Last week, Milton Woolf, the Golders Green director of the safe depositories, admitted a string of charges, ranging from failing to report money laundering to stealing thousands of pounds from the deposit boxes. His two co-directors, Jacqueline Swan, from Barnet, and Leslie Sieff, from Fortune Green, previously pleaded guilty to other charges.

The Met Police this week revealed that £13million of the huge sums they confiscated has been claimed by the state. This figure is likely to rise with funds topping £12million still going through the courts, they said.

Detective Superintendent Mark Ponting, from the Met’s Economic and Specialist Crime Command, said: “Already around £13million has been returned to public coffers, with many more investigations outstanding.

“More than £12 million remains held within the courts and around 900 investigations have been referred to Her Majesty’s Revenue and Customs. These cases are likely, in their own right, to recover further millions of pounds back into the public purse.”

Operation Rize was launched in late 2006 when the Met’s Specialist Crime Directorate suspected that Safe Deposit Centres Limited (SDC), the largest provider of safe deposit facilities in the UK was corrupt. It was decided to raid the company after intelligence indicated that the depositories were operating an anonymous, no questions asked, service to criminals storing their ill-gotten gains.

At 3.30pm on June 2, 2008, more than 500 officers accompanied by armoured vehicles raided eight north London addresses. These included the three safe depositories owned by SDC and the homes of its directors .

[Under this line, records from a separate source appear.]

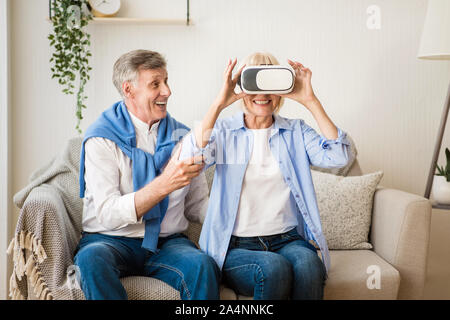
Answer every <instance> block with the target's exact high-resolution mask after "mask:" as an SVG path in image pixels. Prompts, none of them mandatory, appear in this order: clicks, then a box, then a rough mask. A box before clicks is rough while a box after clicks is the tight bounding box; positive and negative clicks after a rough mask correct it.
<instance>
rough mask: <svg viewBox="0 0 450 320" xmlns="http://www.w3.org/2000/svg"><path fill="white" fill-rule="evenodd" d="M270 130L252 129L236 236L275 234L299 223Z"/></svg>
mask: <svg viewBox="0 0 450 320" xmlns="http://www.w3.org/2000/svg"><path fill="white" fill-rule="evenodd" d="M271 130H272V128H267V129H255V130H253V129H252V130H251V132H252V133H253V137H254V139H253V140H254V142H253V150H252V153H251V156H250V160H249V163H248V166H247V170H246V171H245V175H244V180H243V184H242V192H241V198H240V200H239V208H238V213H237V217H236V222H235V225H234V229H233V235H234V236H238V237H254V236H265V235H274V234H278V233H283V232H287V231H289V230H290V229H293V228H294V227H296V226H297V225H298V222H297V217H296V214H295V209H294V208H292V204H291V202H290V201H289V198H290V192H291V191H290V189H289V187H288V186H287V185H286V183H285V182H284V179H283V176H282V174H281V171H280V168H279V166H278V163H277V161H276V159H275V157H274V156H273V154H272V152H271V150H270V146H269V137H270V133H271Z"/></svg>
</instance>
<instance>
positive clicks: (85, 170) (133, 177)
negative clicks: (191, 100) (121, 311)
mask: <svg viewBox="0 0 450 320" xmlns="http://www.w3.org/2000/svg"><path fill="white" fill-rule="evenodd" d="M113 82H114V85H115V86H116V88H117V89H118V90H119V92H120V94H121V95H122V97H123V101H120V102H117V103H116V104H114V105H113V106H112V107H111V108H109V109H107V110H106V111H104V112H103V113H102V115H101V116H100V117H99V119H97V121H96V122H94V123H93V124H92V125H91V126H90V127H89V128H88V130H87V131H86V134H85V137H84V141H83V147H82V153H81V164H80V196H81V197H82V198H83V197H84V210H83V235H82V238H81V240H80V243H79V245H78V248H77V252H76V256H75V259H74V260H75V265H77V266H78V267H79V271H80V273H81V288H82V290H83V292H84V294H85V296H86V299H127V293H126V291H125V289H124V288H123V286H122V284H121V282H120V280H119V278H120V277H125V276H131V275H144V276H149V277H153V278H157V279H160V280H162V281H164V282H166V283H167V284H169V285H170V286H172V287H174V288H175V289H177V290H179V292H180V296H181V298H182V299H219V288H218V283H219V269H218V267H217V265H216V263H215V262H214V260H213V259H212V258H210V257H209V256H208V255H206V254H205V253H203V252H202V251H200V250H199V249H197V247H196V246H195V245H194V243H192V242H191V241H190V240H189V239H188V238H187V237H186V236H185V235H184V234H182V232H183V231H185V230H186V229H187V227H188V220H187V219H186V216H185V215H187V216H189V215H191V216H193V217H199V216H201V214H202V213H204V211H205V210H206V206H207V186H206V180H205V177H204V175H203V174H200V173H201V170H202V168H203V164H201V163H202V159H201V158H191V159H188V160H184V161H178V155H179V151H175V152H174V156H173V157H172V158H171V154H172V153H173V151H174V148H175V144H176V138H178V137H180V136H183V135H184V134H185V133H187V131H188V128H187V127H186V126H184V125H183V124H181V123H180V122H178V121H176V120H175V119H173V118H172V117H171V116H170V114H169V113H167V101H168V98H169V96H170V95H171V91H170V88H169V86H168V83H167V70H166V62H165V60H164V58H163V57H162V56H161V55H160V54H159V53H157V52H153V51H146V50H136V51H132V52H129V53H126V54H124V55H122V56H121V57H120V58H119V59H118V60H117V62H116V63H115V65H114V73H113ZM176 149H179V148H175V150H176Z"/></svg>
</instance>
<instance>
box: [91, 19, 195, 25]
mask: <svg viewBox="0 0 450 320" xmlns="http://www.w3.org/2000/svg"><path fill="white" fill-rule="evenodd" d="M89 23H95V24H163V25H186V24H187V22H186V19H148V18H122V17H113V18H94V19H93V20H92V21H90V22H89ZM189 25H192V20H189Z"/></svg>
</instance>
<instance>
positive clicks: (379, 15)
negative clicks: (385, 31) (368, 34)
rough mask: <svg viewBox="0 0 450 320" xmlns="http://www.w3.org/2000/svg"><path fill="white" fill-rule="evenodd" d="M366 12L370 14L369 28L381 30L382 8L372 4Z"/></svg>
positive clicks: (367, 25)
mask: <svg viewBox="0 0 450 320" xmlns="http://www.w3.org/2000/svg"><path fill="white" fill-rule="evenodd" d="M366 13H367V14H368V15H369V16H368V17H367V21H366V26H367V29H369V30H380V29H381V9H380V7H379V6H377V5H374V4H373V5H370V6H369V7H367V10H366Z"/></svg>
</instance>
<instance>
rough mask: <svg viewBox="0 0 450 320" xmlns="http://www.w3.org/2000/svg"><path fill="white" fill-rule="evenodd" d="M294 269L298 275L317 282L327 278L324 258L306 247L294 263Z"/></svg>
mask: <svg viewBox="0 0 450 320" xmlns="http://www.w3.org/2000/svg"><path fill="white" fill-rule="evenodd" d="M293 271H294V274H295V275H296V276H302V277H307V278H309V279H311V280H314V281H317V282H323V281H325V279H326V269H325V265H324V264H323V262H322V260H321V259H320V258H319V256H318V255H317V253H315V252H314V251H312V250H309V249H306V248H305V249H303V250H302V254H301V256H300V257H299V258H298V259H296V261H295V263H293Z"/></svg>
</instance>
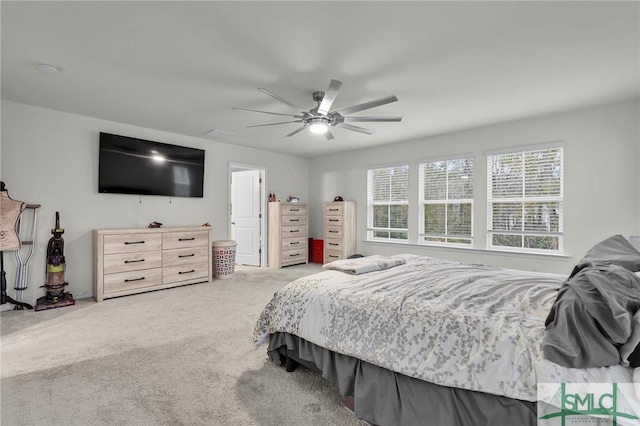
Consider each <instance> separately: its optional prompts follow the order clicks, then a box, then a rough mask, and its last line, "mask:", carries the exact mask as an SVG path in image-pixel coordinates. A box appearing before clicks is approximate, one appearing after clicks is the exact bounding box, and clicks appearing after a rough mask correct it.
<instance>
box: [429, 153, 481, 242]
mask: <svg viewBox="0 0 640 426" xmlns="http://www.w3.org/2000/svg"><path fill="white" fill-rule="evenodd" d="M419 174H420V182H419V188H420V212H419V215H420V227H419V230H420V243H448V244H471V243H472V242H473V240H472V238H473V232H472V225H473V159H471V158H464V159H455V160H446V161H433V162H430V163H421V164H420V169H419Z"/></svg>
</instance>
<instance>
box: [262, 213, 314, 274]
mask: <svg viewBox="0 0 640 426" xmlns="http://www.w3.org/2000/svg"><path fill="white" fill-rule="evenodd" d="M268 212H269V230H268V232H269V247H268V250H269V253H268V254H269V256H268V258H269V259H268V261H269V266H270V267H275V268H282V267H283V266H289V265H297V264H299V263H308V262H309V240H308V237H307V235H308V223H307V222H308V217H309V216H308V208H307V205H306V204H301V203H281V202H279V201H273V202H270V203H269V210H268Z"/></svg>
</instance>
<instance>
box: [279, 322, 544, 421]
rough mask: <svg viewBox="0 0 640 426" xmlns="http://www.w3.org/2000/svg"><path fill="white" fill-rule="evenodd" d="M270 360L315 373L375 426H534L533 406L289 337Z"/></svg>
mask: <svg viewBox="0 0 640 426" xmlns="http://www.w3.org/2000/svg"><path fill="white" fill-rule="evenodd" d="M267 352H268V354H269V357H270V358H271V360H272V361H273V362H275V363H276V364H278V365H280V364H281V356H283V355H286V356H288V357H290V358H291V359H293V360H295V361H297V362H299V363H300V364H302V365H304V366H306V367H309V368H311V369H313V370H316V371H319V372H320V373H321V374H322V376H323V377H324V378H325V379H327V380H330V381H332V382H334V383H337V385H338V389H339V390H340V393H341V394H342V396H343V397H353V400H354V407H353V411H354V412H355V415H356V416H357V417H358V418H359V419H362V420H365V421H367V422H369V423H371V424H373V425H379V426H413V425H416V426H425V425H433V426H442V425H447V426H458V425H459V426H469V425H473V426H482V425H487V426H495V425H522V426H535V425H536V422H537V415H536V403H535V402H530V401H521V400H517V399H512V398H507V397H504V396H498V395H491V394H486V393H482V392H475V391H470V390H465V389H458V388H451V387H446V386H440V385H436V384H433V383H429V382H425V381H423V380H419V379H415V378H412V377H409V376H405V375H403V374H399V373H395V372H393V371H391V370H387V369H385V368H382V367H378V366H376V365H373V364H370V363H368V362H365V361H361V360H358V359H356V358H353V357H350V356H346V355H341V354H338V353H335V352H332V351H330V350H328V349H325V348H323V347H321V346H318V345H315V344H313V343H310V342H307V341H306V340H304V339H302V338H300V337H298V336H295V335H292V334H288V333H274V334H271V335H270V336H269V346H268V348H267Z"/></svg>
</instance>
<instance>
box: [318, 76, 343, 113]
mask: <svg viewBox="0 0 640 426" xmlns="http://www.w3.org/2000/svg"><path fill="white" fill-rule="evenodd" d="M341 87H342V82H341V81H338V80H331V81H330V82H329V87H328V88H327V91H326V92H324V97H323V98H322V102H320V106H319V107H318V112H319V113H320V114H322V115H327V114H328V113H329V110H330V109H331V105H333V101H335V100H336V96H338V91H340V88H341Z"/></svg>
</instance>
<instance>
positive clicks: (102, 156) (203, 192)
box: [98, 132, 206, 198]
mask: <svg viewBox="0 0 640 426" xmlns="http://www.w3.org/2000/svg"><path fill="white" fill-rule="evenodd" d="M107 138H110V139H113V138H117V139H122V140H126V141H132V142H133V143H135V144H138V145H140V144H144V145H148V146H149V147H160V148H163V147H164V148H166V149H169V150H172V151H178V152H180V151H183V152H189V153H198V156H197V157H198V158H200V159H201V160H202V172H201V173H200V174H199V177H200V179H201V184H200V185H197V186H196V192H195V193H194V194H191V193H190V194H189V195H184V194H179V193H176V192H175V190H174V189H173V188H169V187H167V190H166V191H164V190H158V189H157V188H159V186H157V185H154V186H153V187H152V188H149V187H148V186H142V185H141V186H139V187H137V188H136V187H131V188H121V187H118V188H117V189H113V187H109V186H106V185H105V184H104V182H103V177H102V170H103V167H104V166H105V164H104V162H105V160H104V158H103V151H104V147H103V143H104V142H105V141H106V139H107ZM205 154H206V151H205V150H204V149H199V148H192V147H186V146H182V145H175V144H170V143H165V142H158V141H153V140H149V139H142V138H135V137H131V136H124V135H118V134H114V133H108V132H100V135H99V144H98V193H100V194H123V195H138V196H142V195H150V196H159V197H180V198H204V168H205ZM132 180H133V179H132Z"/></svg>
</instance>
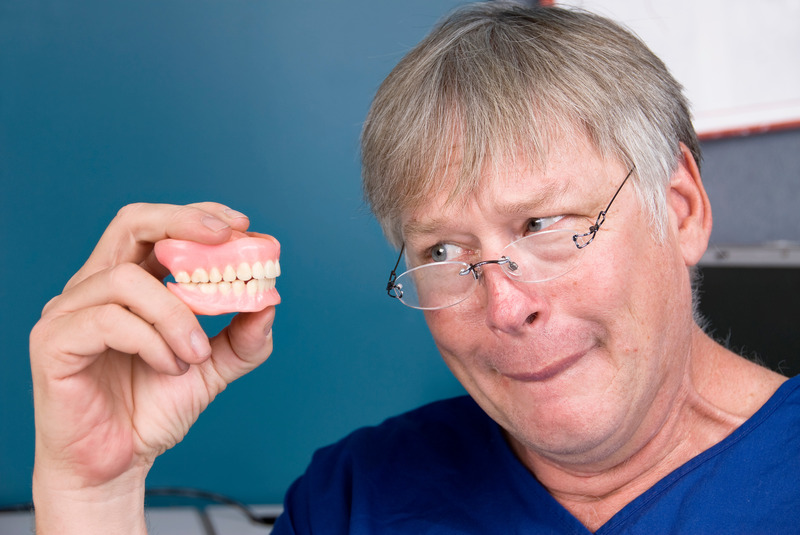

Last Thursday, Woolf, 54, formerly of West Heath Drive, pleaded guilty to 14 offences at Southwark Crown Court including: failing to disclose money laundering, possessing a firearm without a certificate, theft, holding false passports and having $60,000 in counterfeit currency.

Swan, 45, of Hexham Road, previously admitted seven counts of allowing criminals to use the depository for money laundering.

While former director, Sieff, 63, of Ranulf Road, admitted having $60,000 in counterfeit currency.

Neighbours have jumped to the defence of Sieff and Woolf, but the Met has welcomed their convictions, with Det Supt Ponting commenting: “There are two clear messages. First, that the Met is, and remains, determined to tackle serious and organised crime at all levels and that includes those who act more subtly in the background but who are often the key facilitators.

“Second, that the Proceeds of Crime Act is very powerful. It’s there to ensure that crime does not pay and that there should be no place for criminals to hide their ill-gotten gains.”